While flexible and hybrid models are becoming increasingly embedded at large firms, cultural expectations at home have not shifted as quickly.
Vardag questions ‘why women are encouraged, by everything around them, to feel that they should be the default point when it comes to childcare – and not in a way that is cognisant of their need to make their way in the world.’
That pressure still shapes career decisions long before partnership discussions arise.
‘It is all there for the taking if you want it,’ Vardag says. ‘What is hardest is that women are made to feel guilty about wanting it relative to having a domestic role.’
And so, as seniority rises, Vardag says that ‘women will check themselves out of the game,’ – ‘not because nobody wanted them, but because of a sense of what they ought to be doing.’
For many founders, building their own firms created an opportunity for redress.
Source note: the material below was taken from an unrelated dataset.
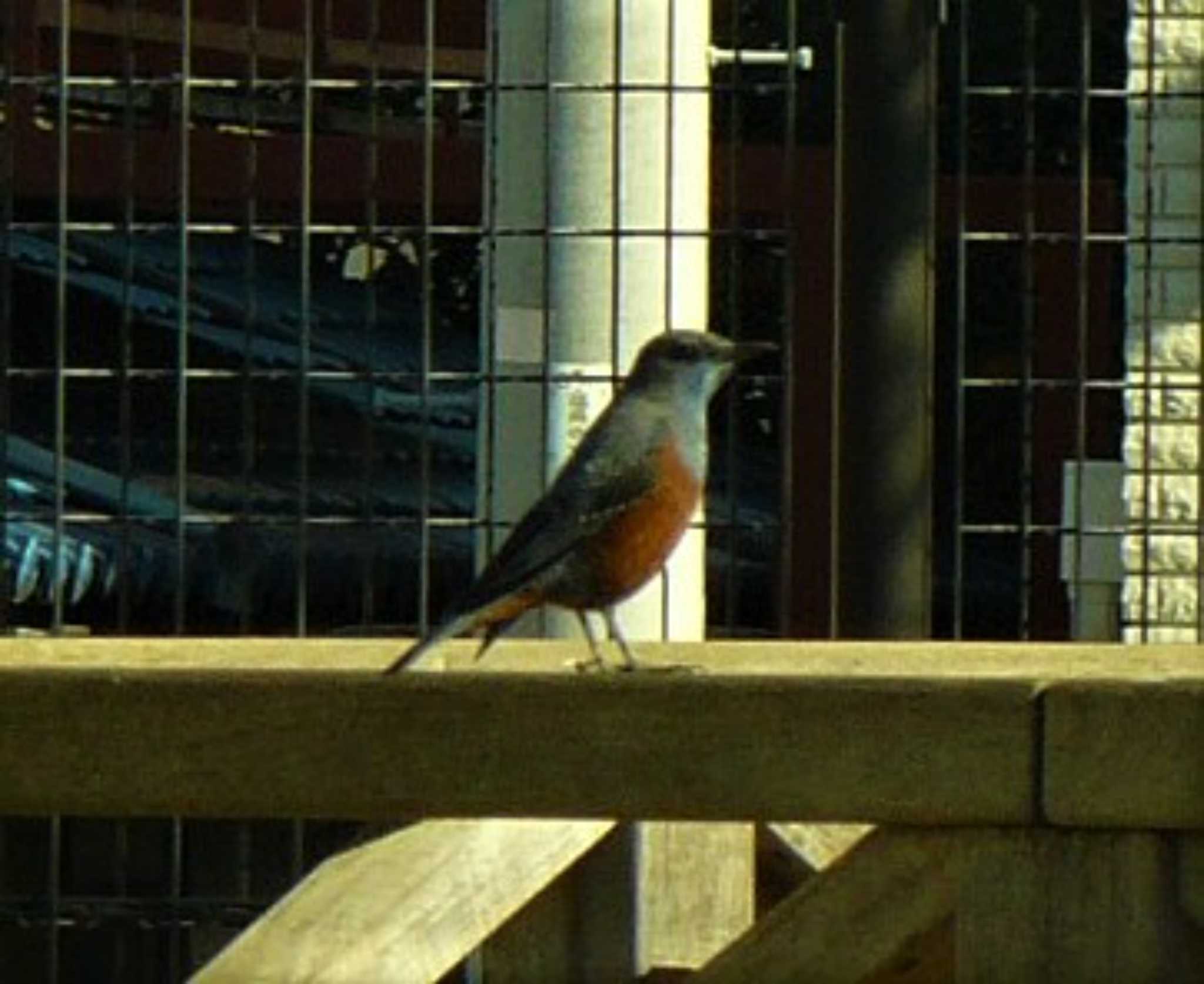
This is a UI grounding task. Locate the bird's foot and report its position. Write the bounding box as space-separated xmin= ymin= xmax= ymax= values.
xmin=570 ymin=657 xmax=702 ymax=673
Several say they have introduced formal support mechanisms – from designated return-to-work officers to structured client reintroductions – designed to prevent long-term career setbacks.
‘It is about creating a culture where women can thrive as both lawyers and parents,’ says Harrison.
What’s next
Looking ahead, the founders describe a profession that is slowly changing.
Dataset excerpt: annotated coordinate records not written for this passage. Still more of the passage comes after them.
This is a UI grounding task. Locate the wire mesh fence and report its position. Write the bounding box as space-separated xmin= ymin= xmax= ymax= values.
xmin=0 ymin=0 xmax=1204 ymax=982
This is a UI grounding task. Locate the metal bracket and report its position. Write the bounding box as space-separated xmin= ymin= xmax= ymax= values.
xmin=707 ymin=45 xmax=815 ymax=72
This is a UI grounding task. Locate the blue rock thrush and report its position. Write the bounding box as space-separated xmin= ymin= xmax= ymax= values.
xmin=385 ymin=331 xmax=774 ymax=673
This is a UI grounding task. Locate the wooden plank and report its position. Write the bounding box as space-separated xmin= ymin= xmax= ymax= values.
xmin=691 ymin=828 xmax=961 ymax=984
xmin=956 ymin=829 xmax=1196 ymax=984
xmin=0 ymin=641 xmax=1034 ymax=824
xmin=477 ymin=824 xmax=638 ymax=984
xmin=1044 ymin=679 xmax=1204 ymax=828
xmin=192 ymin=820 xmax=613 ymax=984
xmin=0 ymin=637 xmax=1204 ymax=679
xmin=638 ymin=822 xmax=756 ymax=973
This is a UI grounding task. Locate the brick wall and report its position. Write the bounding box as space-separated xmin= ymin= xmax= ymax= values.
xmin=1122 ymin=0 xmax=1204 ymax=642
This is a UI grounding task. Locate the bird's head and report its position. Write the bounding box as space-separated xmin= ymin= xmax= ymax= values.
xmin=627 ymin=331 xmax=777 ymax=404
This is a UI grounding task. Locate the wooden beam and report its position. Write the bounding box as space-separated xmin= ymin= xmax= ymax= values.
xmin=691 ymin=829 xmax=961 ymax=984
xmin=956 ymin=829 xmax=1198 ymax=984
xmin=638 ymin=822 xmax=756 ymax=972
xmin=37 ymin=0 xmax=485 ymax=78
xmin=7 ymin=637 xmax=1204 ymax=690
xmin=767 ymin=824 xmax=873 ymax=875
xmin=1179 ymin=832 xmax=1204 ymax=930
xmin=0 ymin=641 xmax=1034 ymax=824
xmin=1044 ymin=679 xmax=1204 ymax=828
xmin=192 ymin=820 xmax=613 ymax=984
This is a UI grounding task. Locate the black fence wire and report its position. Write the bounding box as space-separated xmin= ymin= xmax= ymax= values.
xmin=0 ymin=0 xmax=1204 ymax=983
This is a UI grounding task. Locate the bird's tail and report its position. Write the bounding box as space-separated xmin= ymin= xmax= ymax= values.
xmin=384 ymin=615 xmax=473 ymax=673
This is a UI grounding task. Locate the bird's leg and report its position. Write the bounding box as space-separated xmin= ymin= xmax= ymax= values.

Edmonds points to the strong pipeline of female associates at her firm: ‘I’ve seen far more women and certainly junior women now coming into the profession. We have a huge number of female associates who are enormously talented and will definitely become partners,’ she says.
Murray (pictured) recognises a generational shift in attitudes. ‘Young women coming into the profession are confident in a way that I certainly didn’t feel; they are quite clear-sighted as to what they will and won’t tolerate, and what their expectations are in terms of family life and support,’ she says.
‘Many young women still feel vulnerable about potential consequences if they do speak up’
At the same time, she notes a more complicated reality. ‘It feels like young women are much more empowered – although it’s also clear that many also feel vulnerable about the potential consequences if they do speak up about unfair treatment and misuse of power. It’s important we have the standards, processes and effective leadership from the top to ensure we protect and support those young women (and also men) who do take a stand and speak up.’
Progress depends on what firms choose to do next. Many believe change will
only come through consistency.
Harrison puts it succinctly: ‘It’s female leadership, it’s driving change organically, it’s mentoring women coming up,’ she says.
‘It’s individual, but it’s also cultural within firms. You have got to really believe in diversity, not just tick a box.’
For Taylor (pictured right), structural disadvantages remain at the fore:
‘It is really hard to effect change when you’re one woman. You have to almost make it your sole mission to go out and improve the lot for women in the profession. But you’ve somehow got your day job to do as well.’
And some old habits die particularly hard.
‘Mansplaining is still completely out of control in the legal profession,’ she concludes. ‘It’s tiresome.’